Westerns
I have a wide definition of a “western” as a work of fiction. James Fenimore Cooper’s last Leatherstocking novel, The Prairie (1827), is a Western in even a modern sense of the category. The Dime Western of the post-Civil War period, and the sensational “yellow” Westerns that overlapped the end of the wars with the American Indians of the West created and strengthened the stereotypes and conventions that later generations of writers had to deal with.
What is important and interesting, however, is that those later generations of writers are good, sometimes great. From Zane Grey (Ohio-born) to Louis L’Amour, A.B. Guthrie to Larry McMurtry, Dorothy Johnson to Paulette Giles, Elmer Kelton to Elmore Leonard, Thomas McGuane to Edward Abbey to N. Scott Momaday - so many writers have faced and continue to face the West and its history and its landscape.

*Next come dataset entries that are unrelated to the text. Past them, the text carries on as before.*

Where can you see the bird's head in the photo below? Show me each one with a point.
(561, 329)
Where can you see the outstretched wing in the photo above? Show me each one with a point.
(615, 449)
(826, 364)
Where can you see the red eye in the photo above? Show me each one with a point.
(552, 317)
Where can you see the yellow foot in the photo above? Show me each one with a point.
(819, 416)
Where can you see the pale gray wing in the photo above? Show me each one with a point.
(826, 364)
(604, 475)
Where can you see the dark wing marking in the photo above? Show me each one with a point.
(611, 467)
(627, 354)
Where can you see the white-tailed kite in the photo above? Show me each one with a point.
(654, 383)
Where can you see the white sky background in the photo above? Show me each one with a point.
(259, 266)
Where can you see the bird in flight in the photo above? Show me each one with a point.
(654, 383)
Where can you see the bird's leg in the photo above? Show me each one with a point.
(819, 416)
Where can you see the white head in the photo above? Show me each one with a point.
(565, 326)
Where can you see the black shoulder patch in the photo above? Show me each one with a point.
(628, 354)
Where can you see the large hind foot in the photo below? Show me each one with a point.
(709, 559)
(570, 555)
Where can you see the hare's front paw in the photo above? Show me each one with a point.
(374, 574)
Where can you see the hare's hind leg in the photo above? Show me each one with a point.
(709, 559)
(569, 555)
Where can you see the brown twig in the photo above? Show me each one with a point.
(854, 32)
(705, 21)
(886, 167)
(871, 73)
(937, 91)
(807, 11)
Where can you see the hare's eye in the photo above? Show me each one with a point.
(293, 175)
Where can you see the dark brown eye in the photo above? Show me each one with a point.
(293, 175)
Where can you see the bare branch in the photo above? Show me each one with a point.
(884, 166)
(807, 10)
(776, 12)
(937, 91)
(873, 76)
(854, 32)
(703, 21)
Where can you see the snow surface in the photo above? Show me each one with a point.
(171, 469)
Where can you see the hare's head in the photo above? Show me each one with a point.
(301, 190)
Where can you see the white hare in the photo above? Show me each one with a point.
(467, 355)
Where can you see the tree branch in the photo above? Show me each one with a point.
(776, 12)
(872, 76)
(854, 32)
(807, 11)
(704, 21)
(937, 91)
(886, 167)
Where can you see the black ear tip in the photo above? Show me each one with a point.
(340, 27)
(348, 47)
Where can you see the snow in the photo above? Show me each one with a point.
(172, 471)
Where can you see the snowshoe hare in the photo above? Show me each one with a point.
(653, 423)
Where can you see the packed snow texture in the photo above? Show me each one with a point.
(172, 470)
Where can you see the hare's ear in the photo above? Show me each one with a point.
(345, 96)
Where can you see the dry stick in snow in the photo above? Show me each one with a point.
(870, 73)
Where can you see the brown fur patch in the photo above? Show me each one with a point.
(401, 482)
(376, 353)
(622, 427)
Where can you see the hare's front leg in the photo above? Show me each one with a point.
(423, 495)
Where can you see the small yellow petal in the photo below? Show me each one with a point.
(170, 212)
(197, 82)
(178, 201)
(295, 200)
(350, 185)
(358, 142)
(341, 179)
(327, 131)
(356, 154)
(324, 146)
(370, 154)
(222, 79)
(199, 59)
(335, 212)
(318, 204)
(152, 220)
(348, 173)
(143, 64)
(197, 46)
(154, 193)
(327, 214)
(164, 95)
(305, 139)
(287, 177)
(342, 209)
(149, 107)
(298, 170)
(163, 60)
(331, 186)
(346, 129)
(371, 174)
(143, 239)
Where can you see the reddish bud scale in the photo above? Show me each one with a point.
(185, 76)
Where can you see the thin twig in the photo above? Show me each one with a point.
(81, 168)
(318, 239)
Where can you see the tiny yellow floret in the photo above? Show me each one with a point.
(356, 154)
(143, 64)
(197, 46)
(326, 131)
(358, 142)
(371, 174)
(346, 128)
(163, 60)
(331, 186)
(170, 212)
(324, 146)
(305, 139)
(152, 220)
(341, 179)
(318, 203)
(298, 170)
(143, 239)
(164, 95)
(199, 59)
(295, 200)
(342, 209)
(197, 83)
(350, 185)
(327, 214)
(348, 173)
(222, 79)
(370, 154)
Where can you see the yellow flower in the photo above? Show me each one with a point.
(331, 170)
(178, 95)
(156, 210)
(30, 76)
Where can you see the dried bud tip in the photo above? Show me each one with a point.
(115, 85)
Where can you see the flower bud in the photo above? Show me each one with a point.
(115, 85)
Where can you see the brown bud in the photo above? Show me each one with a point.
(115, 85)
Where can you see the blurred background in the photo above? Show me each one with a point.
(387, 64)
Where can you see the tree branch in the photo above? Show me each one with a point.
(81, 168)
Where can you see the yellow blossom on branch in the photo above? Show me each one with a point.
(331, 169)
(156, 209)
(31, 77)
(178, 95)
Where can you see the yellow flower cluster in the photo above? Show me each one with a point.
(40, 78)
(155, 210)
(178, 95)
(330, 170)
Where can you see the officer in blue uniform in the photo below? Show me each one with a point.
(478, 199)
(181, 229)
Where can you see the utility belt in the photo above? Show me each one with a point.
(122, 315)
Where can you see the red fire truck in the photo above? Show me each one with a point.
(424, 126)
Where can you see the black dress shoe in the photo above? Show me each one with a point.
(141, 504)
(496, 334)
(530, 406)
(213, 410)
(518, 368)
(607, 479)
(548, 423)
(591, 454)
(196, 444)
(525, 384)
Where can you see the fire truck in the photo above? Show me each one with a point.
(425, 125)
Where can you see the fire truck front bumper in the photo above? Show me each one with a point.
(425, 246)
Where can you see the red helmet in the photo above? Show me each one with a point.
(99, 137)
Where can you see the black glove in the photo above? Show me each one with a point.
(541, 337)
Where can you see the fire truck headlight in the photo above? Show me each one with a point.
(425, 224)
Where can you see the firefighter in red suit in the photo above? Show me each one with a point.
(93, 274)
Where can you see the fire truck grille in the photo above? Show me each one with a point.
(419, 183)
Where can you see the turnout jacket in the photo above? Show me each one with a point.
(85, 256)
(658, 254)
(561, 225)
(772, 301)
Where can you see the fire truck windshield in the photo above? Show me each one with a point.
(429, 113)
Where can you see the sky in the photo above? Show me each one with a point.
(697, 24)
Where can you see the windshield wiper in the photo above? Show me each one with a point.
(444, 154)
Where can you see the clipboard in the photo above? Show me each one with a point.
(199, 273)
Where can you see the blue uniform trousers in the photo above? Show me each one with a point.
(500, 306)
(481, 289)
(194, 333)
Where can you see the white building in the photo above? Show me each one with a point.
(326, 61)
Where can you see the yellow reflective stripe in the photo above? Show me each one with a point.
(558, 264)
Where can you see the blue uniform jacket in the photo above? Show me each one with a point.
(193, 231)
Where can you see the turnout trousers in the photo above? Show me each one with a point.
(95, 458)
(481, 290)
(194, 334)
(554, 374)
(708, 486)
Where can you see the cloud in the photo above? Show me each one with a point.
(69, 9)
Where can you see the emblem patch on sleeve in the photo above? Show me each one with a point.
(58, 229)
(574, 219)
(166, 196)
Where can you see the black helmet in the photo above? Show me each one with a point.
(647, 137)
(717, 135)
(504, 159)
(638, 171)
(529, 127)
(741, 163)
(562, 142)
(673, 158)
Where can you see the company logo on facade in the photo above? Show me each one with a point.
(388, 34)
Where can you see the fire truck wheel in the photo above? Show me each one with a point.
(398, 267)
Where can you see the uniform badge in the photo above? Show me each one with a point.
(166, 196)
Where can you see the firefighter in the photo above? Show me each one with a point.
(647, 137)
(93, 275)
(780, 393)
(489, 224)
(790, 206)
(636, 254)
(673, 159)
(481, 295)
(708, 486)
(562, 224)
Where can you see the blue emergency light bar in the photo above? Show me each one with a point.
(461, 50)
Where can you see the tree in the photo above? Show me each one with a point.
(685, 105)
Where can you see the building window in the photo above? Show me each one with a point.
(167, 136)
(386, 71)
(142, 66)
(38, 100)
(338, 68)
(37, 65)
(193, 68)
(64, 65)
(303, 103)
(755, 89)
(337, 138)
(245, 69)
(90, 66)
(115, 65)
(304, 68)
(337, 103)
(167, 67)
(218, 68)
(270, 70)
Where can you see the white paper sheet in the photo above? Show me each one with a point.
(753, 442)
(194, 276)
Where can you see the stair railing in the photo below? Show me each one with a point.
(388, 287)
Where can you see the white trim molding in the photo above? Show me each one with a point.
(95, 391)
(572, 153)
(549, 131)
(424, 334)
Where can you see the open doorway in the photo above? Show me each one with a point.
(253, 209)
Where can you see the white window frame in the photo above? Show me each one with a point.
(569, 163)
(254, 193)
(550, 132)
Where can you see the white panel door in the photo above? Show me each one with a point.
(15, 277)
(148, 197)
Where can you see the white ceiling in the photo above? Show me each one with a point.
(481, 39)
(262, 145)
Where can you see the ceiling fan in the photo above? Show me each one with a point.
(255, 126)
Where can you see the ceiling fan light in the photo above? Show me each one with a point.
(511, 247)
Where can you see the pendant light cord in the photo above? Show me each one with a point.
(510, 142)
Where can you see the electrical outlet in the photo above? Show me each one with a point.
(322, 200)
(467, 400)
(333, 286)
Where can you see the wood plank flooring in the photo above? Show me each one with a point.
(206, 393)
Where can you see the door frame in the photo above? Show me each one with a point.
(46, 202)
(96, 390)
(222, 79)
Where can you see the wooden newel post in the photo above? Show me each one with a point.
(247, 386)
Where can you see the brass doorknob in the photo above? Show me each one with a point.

I have a Westerns section in the store in the far frontier of the North Room, but I have other Westerns scattered in different areas, outposts in other literatures. I will work to gather them on this page, an ongoing building of community. Audiobooks of Western writers, including Zane Grey and A.B. Guthrie, Jr., are listed on my Audiobooks - Fiction, Poetry, Drama page.
A note on Louis L’Amour’s books: they are listed in alphabetical order by title with the exception of the 17-volume Sacketts titles, which are clustered at the end and numbered according the rough chronology L’Amour intended (it was flexible by his intention and unfinished at his death).
Listed here alphabetically by author.
Unless the Wind Turns
Unless the Wind Turns
John Davis has a "dull aching sense of missing out, of not getting anywhere". There must be millions like him, he thinks. His relations with his wife, Serena, are shallow and unsatisfying. In the late 1930s, he tries to rekindle their marriage by bringing her to a special place from his past - the Montana mountains. He is chagrined when she asks other people to join them on the camping trip. Plans are further disrupted by a catastrophe - a forest fire that rages uncontrolled for three days. Forced to reach outward to others in this crisis, the members of the party ultimately have to face themselves as well. Unless the Wind Turns is fast-moving and psychologically nuanced.